Um casal de atores conhece-se durante a rodagem de um porno. O que equivale a dizer que, mais coisa menos coisa, cinco minutos depois de se cumprimentarem com um aperto de mão estão a simular sexo oral um ao outro. Entretanto, começam a sair juntos. Mas no final do primeiro serão, ao deixá-la em casa, ele só arranja coragem para lhe dar um beijo casto, nos lábios, no último minuto!!!

Graça, guionista, 33 anos, faz parte do crescente número de mulheres que rejeita a ideia do sexo-espetáculo. Está farta da tirania do Kamasutra e recusa-se a encarar a relação sexual como uma aula de aeróbica conduzida por Jane Fonda quando, na melhor forma, vendia cassetes VHS com as suas piruetas. “Estou-me completamente nas tintas para isso. E o meu marido também. Por vezes até penso que tenho um botão qualquer desligado. O que eu gosto mesmo é do sexo. Os adereços e afins distraem-me daquilo que, para mim, é essencial: a junção dos corpos.”

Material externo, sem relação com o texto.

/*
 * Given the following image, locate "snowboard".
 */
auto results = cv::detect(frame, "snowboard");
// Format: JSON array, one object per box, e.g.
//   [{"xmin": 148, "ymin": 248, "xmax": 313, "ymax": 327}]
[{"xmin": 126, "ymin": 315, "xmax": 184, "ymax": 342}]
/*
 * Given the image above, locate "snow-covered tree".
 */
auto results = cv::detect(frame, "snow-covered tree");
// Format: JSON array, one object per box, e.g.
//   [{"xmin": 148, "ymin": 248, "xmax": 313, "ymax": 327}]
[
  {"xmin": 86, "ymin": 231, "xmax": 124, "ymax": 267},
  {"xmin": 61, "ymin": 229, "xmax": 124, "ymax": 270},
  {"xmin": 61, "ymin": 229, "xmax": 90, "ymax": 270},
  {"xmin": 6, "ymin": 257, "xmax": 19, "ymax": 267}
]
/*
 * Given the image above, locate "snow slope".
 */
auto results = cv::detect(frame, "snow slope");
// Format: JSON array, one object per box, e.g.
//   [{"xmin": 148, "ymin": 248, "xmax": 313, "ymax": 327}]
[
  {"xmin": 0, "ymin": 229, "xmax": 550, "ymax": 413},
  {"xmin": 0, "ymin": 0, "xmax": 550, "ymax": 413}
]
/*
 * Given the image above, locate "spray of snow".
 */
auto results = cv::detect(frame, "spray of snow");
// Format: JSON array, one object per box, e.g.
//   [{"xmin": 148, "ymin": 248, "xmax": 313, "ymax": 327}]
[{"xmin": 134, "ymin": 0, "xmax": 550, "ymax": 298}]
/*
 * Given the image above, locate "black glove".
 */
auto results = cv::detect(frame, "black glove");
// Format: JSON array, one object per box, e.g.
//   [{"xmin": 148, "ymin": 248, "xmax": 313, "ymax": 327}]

Com tudo o que já leu em jornais e revistas, com tantos programas e séries repletos de cenas de sexo escaldante, chegou a questionar o seu apetite. “Durante muito tempo, tive medo de que a minha vida sexual fosse um marasmo. Depois percebi que não, que é bom fazer amor com o meu marido sabendo que nenhum de nós tem grandes fantasias ou fetiches.” O que, sublinha, “não quer dizer que o façamos sempre na posição do missionário. Nem por sombras. Temos sexo bem variado e não há cenários proibidos. Só que nos limitamos a usar o corpo”.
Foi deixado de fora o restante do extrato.